Seeya bye Latvian government! Whammy!
There's a woman at Starbucks that keeps pushing her stroller into me.
Punch her baby.
We got a party bus for the nite. I found out the hard way why stripper poles are meant for girls.
Fuck you. how could you leave me passed out hangin out my truck window when you knew it was starting to rain?
the ladder is at the bottom of the pool
that's why i use the vibrator in the tanning bed. multitasking. plus then my rooms doesnt know how pathetic of a life i lead.
Its only 9:11 and I just somersaulted through a window. Its gonna be a good night
just woke up in a camero on the way to nebraska, i would appreciate it if you answered your phone.
My sugar daddy is a bigger asshole than i am. What's wrong here?

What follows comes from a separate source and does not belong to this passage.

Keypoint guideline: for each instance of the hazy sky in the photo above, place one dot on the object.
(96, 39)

I'm still in my ugly sweater and underwear drinking coffee next to a plate of assorted treats we stole from the party. I got a new sweater by the way, its shoulderpad-y and looks like a news anchor got thrown up on by Liberace. I'm pretty proud.
I be dancing. See you soon. You can drink tequila from my pants.
He said he remembers me...standing on a snowy roof, smoking a blunt, yelling "you're pretty fly for a white guy" at him. Sounds about right.
but seriously, if you see a redhead running down the street tonight in a carrot costume, call 911. He's tripping hard.
Gay?
German.
Pity.
I'm 4,715,723% sure I don't give a fuck.